In the distance, two men in army greatcoats, despite the heat, were walking very slowly, very close to each other as if so afraid to walk alone that they had to grasp tight. One of them wore a bush hat. Sam had once thought he might use that dashing Australian hat in civvy street or give it to Joe, but he had done neither. It was still at the bottom of his kitbag. But the romance of it, as he saw now, broad-brimmed, risibly useless for modern combat but fiercely cherished, perfect against the sun as it had been against the tropical downpour, adding glamour to the meanest. The hat itself, never mind the sad ex-soldier supporting it as he edged around the gardens, triggered a cloudburst of memories, so that, for a few moments, Sam felt that he was losing his self-control. Something about the bush hat undammed him.
He stood up and moved away, feeling a coward that he did not go over and talk to the pair so painfully walking and that he did not stay where they would surely pass.
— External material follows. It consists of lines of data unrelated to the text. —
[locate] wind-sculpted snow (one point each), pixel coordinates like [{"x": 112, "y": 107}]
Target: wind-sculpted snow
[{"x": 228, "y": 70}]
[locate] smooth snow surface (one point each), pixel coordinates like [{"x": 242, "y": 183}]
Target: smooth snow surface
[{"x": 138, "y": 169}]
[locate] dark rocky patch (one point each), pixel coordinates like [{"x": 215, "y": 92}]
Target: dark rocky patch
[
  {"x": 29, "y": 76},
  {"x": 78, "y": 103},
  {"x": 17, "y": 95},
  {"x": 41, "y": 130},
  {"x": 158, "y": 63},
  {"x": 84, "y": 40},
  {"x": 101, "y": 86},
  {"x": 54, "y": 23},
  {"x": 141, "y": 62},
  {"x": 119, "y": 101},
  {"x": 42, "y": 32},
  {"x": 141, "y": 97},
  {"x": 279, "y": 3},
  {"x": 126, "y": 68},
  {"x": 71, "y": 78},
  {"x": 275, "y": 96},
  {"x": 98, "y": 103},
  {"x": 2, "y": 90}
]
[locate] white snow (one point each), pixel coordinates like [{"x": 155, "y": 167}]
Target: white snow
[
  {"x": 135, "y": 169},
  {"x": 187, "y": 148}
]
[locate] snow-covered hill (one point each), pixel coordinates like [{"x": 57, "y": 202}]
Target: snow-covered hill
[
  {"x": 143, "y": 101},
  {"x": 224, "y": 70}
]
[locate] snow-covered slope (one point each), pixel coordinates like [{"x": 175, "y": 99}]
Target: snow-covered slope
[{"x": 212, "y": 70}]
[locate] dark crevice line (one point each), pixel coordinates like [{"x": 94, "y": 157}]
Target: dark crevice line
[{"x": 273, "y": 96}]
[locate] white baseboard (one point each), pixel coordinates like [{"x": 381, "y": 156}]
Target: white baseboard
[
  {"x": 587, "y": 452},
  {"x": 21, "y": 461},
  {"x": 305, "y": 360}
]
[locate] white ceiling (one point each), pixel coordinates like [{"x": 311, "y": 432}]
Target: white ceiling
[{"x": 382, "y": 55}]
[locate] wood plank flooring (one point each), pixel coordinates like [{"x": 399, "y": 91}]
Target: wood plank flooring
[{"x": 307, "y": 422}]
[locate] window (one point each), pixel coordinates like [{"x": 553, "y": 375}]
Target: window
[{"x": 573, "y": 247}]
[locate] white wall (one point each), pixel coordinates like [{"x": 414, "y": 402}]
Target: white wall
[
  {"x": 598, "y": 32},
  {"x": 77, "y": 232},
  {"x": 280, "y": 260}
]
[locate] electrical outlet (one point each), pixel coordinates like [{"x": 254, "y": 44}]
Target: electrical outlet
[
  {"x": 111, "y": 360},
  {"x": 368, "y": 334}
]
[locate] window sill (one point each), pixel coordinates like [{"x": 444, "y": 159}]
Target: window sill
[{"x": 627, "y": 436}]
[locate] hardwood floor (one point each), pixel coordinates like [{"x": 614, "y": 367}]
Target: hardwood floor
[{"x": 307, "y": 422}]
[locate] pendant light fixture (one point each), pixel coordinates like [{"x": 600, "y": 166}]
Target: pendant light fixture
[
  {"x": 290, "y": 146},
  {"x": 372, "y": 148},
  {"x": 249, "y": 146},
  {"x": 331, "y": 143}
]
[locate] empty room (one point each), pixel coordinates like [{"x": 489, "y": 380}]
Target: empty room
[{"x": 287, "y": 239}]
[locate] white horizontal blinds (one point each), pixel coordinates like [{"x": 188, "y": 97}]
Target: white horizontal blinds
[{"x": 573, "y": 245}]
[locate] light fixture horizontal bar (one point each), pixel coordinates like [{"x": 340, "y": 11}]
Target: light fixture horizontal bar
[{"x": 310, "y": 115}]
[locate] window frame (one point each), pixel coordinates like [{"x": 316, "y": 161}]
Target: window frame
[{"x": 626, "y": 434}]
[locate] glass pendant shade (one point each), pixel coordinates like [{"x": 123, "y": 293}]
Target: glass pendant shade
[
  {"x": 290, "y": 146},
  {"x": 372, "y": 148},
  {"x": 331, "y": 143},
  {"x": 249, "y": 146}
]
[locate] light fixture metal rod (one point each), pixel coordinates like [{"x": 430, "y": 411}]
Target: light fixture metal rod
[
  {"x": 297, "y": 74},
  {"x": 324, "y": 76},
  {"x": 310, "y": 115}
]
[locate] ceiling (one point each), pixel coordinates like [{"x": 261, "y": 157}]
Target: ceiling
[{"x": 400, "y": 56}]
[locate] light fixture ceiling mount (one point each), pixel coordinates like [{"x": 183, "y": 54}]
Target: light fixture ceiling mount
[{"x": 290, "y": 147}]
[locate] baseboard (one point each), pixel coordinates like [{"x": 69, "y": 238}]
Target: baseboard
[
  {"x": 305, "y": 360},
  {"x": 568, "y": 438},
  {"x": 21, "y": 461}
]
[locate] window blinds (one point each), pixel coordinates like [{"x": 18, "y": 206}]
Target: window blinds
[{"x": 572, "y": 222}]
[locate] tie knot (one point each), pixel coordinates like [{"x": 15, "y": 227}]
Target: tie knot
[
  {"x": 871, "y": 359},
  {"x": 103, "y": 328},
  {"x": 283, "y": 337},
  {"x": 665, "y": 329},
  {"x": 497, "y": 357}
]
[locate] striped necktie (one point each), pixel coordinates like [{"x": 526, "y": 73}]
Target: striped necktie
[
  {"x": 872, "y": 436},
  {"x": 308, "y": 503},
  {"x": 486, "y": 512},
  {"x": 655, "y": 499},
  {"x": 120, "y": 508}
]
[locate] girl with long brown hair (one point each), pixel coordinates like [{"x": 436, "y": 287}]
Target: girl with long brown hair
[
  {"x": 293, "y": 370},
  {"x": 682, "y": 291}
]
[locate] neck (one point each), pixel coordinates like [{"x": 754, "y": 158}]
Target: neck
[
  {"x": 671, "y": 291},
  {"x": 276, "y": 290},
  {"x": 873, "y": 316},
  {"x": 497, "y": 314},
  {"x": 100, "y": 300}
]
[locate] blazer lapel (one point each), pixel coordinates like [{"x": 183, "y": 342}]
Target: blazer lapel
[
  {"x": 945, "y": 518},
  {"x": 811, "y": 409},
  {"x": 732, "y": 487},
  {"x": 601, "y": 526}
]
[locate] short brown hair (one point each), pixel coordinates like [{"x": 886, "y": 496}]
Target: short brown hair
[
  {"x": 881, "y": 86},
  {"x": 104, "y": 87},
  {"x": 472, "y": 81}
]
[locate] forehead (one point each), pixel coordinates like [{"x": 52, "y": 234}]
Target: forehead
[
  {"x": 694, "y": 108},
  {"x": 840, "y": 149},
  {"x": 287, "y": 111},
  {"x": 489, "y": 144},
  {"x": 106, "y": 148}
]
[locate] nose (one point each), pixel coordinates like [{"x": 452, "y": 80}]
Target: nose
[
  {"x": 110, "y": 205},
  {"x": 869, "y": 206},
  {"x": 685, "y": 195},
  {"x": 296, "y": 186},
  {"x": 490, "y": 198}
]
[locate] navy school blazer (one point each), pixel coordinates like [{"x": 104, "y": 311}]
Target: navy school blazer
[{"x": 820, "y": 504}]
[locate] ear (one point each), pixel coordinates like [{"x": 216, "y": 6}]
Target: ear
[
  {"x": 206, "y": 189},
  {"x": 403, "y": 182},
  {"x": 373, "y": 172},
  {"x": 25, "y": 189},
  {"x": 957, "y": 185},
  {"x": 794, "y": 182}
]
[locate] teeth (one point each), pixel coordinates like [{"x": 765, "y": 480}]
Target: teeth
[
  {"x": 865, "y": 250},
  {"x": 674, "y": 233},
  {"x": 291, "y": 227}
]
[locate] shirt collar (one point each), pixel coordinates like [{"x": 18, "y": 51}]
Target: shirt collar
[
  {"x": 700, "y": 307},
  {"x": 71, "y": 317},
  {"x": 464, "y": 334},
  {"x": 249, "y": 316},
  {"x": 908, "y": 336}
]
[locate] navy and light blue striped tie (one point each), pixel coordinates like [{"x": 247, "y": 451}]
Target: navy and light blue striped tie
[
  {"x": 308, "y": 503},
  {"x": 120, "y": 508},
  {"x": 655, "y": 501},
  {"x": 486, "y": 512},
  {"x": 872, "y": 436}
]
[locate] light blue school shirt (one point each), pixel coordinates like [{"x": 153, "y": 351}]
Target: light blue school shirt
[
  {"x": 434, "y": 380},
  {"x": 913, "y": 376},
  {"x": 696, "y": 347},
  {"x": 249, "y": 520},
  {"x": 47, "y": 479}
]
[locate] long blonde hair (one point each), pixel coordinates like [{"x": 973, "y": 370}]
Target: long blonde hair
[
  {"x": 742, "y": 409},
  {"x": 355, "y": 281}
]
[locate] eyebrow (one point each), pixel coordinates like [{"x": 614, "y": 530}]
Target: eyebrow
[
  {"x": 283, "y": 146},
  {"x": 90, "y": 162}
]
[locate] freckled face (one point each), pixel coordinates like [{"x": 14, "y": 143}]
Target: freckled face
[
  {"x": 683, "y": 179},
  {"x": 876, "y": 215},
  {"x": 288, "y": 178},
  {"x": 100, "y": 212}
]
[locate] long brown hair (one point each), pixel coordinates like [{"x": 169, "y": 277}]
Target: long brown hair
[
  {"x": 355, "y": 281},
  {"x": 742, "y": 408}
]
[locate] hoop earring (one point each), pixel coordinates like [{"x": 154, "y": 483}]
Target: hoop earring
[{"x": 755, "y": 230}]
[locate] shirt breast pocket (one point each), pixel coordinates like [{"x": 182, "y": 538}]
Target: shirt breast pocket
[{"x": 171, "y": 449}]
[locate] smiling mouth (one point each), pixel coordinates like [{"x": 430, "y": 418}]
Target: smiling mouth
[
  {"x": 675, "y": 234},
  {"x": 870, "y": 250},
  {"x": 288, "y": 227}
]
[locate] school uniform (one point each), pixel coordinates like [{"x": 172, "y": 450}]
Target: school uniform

He kept to the paths, although there were no signs about keeping off the grass. He walked quickly and chain-smoked: both helped
.
The bell went – a big old school-handbell that rang out the five-minute warning. Half an hour was the allotted time. With the two bus journeys and the waiting between it had taken Annie and Sam the best part of an hour and a half to get there.
He went in as the Sister clanged the bell even more forcefully to announce two minutes to go. Already as he went into Ward C most of the visitors were leaving; more keenly, he noticed – or was he mistaken? – than they had arrived.
There was a slice taken from one of the cakes. Annie pointed to it. Sam smiled. It was some sort of victory.
Jackie now looked fretful. His talk was near babble. Whispered. ‘I’m clapped out,’ he said, several times. ‘Blisters. Ill give you blisters. Big as pancakes. I’m a dead loss.’
‘No you’re not,’ said Annie, without a tremor. ‘No you’re not.’
The Sister’s baying voice replaced the bell and the command had to be obeyed.
‘I’ll be back next week,’ said Annie emphatically. ‘This time. Same day. I know the way now.’ She reached out her short stubby arm and he grasped it with both of his thin hands. The pyjama sleeves fell back and Sam saw how terribly thin his arms were. Jackie began to shake his head. The Sister was right behind them now.
‘Time to go home,’ she said. ‘Sorry. Time’s up. Time to go.’
Sam turned around angrily, but the Sister’s smile was full of understanding.
CHAPTER TWENTY-ONE
Joe took careful aim at the solitary tree in the Waste, a narrow spindly thing twisted and slanted and no use for play but a good target for an arrow. He missed and the arrow sped on the bounce into the steps which led up to the house which sold lemonade and made clogs. He tried and failed again with his second arrow. For his final attempt he allowed himself three, quite big, steps forward. This time the arrow glanced off one side of the trunk and Joe felt that Robin Hood was looking down on him with pride.